L'Algérie, j'y suis né le jour du débarquement des Américains, le 8 novembre 1942. J'ai quitté ce pays merveilleux en 1962, pour n'y retourner qu'en août 2004, soit 42 ans plus tard...
Midi-Pyrénées m'a accueilli. J'ai mis du temps pour m'imprégner de Toulouse mais j'ai de suite été charmé par ce massif montagneux et ses rivières vagabondes que je parcours avec amour...Ah ces chères Pyrénées, que je m'y trouve bien ...! Vous y trouverez de nombreux articles dédiés à cette magnifique région et la capitale de Midi Pyrénées : Toulouse
L'Algérie, j'y suis revenu dix fois depuis; j'ai apprécié la chaleur de l'accueil, un accueil inégalé de par le monde.......L'espérance d'abord ...Une relative désillusion ensuite...Pourquoi alors que le pays a un potentiel énorme...Les gens sont perdus et ne savent pus que faire....Les jeunes n'en parlons pas, ils ne trouvent leur salut que dans la fuite....Est-il bon de dénoncer cela? Ce n'est pas en se taisant que les choses avanceront.
Il y a un décalage énorme entre la pensée du peuple et des amis que je rencontre régulièrement et les propos tenus dans les divers forums qui reprennent généralement les milieux lobbyistes relayant les consignes gouvernementales...

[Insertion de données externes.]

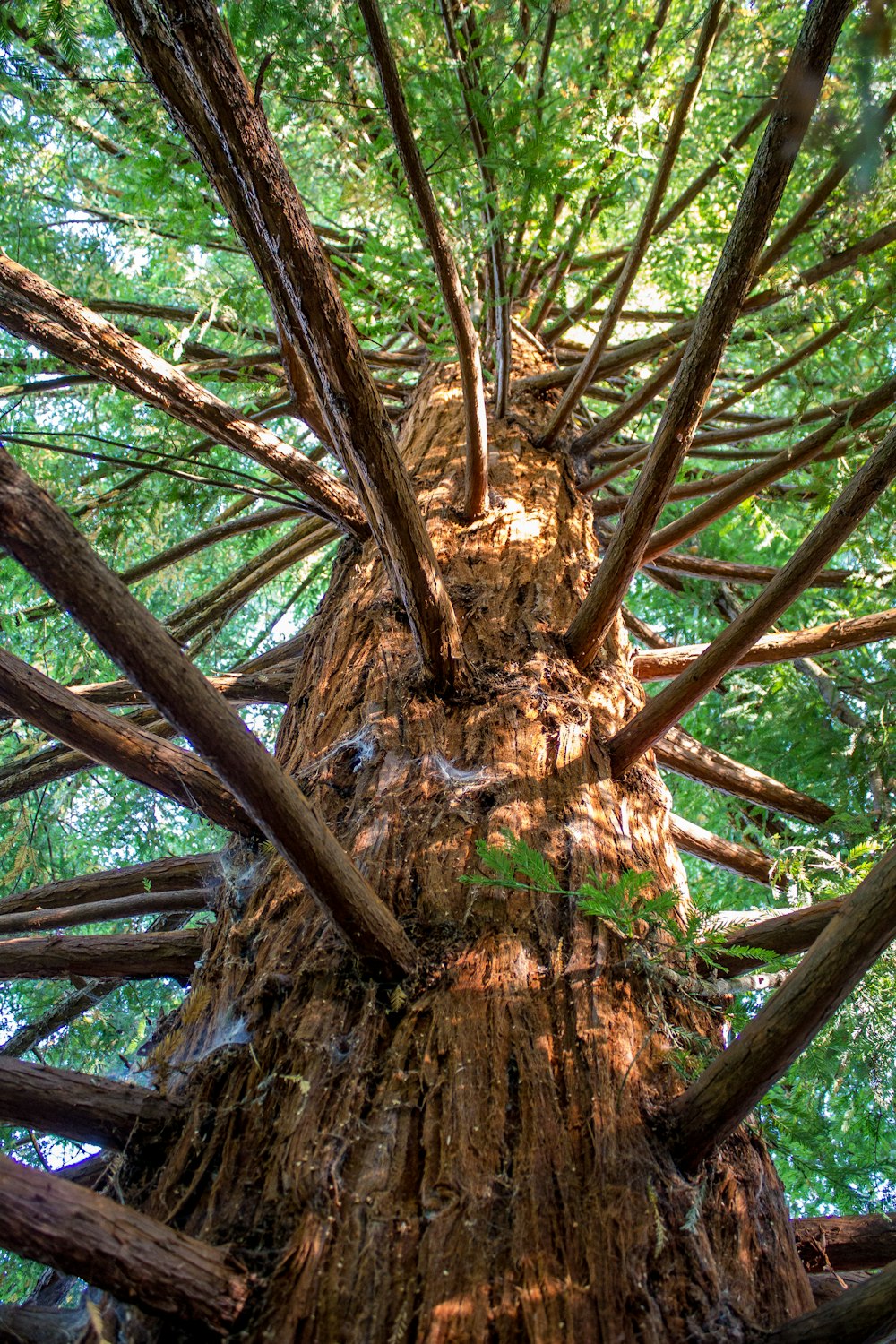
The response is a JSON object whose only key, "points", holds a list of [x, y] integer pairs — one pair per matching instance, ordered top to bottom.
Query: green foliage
{"points": [[105, 199]]}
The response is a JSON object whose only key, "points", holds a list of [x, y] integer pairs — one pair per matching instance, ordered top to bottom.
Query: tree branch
{"points": [[194, 66], [641, 244], [34, 311], [468, 344], [705, 347], [46, 542], [739, 637], [775, 648], [110, 739], [678, 752], [737, 857], [158, 875], [102, 911], [115, 956], [78, 1107], [712, 1107], [132, 1255]]}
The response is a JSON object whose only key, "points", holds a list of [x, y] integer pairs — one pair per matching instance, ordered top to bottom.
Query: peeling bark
{"points": [[470, 1156]]}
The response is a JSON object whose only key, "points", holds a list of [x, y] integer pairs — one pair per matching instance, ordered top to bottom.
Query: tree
{"points": [[449, 1064]]}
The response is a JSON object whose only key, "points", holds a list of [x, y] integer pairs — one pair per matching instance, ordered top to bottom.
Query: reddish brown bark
{"points": [[194, 66], [31, 308], [713, 324], [45, 540], [775, 648], [665, 709], [112, 741], [685, 755], [159, 875], [99, 911], [782, 935], [134, 956], [78, 1107], [711, 1107], [469, 1158], [847, 1244], [134, 1255]]}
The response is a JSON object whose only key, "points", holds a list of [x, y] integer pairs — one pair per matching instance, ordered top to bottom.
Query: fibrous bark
{"points": [[503, 1182]]}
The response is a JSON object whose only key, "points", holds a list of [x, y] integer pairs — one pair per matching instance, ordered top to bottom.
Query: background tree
{"points": [[424, 1091]]}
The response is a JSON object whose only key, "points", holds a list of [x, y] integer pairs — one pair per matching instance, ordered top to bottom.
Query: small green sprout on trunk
{"points": [[625, 905]]}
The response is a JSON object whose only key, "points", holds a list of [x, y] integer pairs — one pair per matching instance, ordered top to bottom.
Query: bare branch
{"points": [[194, 66], [641, 244], [34, 311], [468, 344], [705, 347], [46, 542], [739, 637], [775, 648], [113, 741], [685, 755], [737, 857], [158, 875], [102, 911], [782, 935], [129, 956], [78, 1107], [712, 1107], [866, 1241], [129, 1254], [863, 1314]]}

Les piliers de l'Algérie, à savoir, armée, religion et tenants du pouvoir sont un frein au développement de l'Algérie ....Le Pays est en veilleuse....Les gens reçoivent des ….sucettes...Juste le nécessaire... pour que ....rien nez bouge....
Pourtant des individus valeureux il y en a ....Mais pourquoi garder des élites qui pourraient remettre en cause une situation permettant aux tenants des institutions de profiter des immenses ressources de l'Algérie. Le peuple devenu passif n'a plus qu'un seul espoir : Dieu envers qui il se retourne de plus en plus...Dieu et la famille, cette famille qui revêt une importance capitale en Algérie.

Le vent de la réforme n'est pas passé en Algérie tant les citoyens sont sclérosés dans les habitudes et les traditions relevant des siècles passés....La réforme voire la révolution passera....à l'heure d'Internet, on ne peut bâillonner le peuple indéfiniment...Cela prendra du temps mais cela se ferra...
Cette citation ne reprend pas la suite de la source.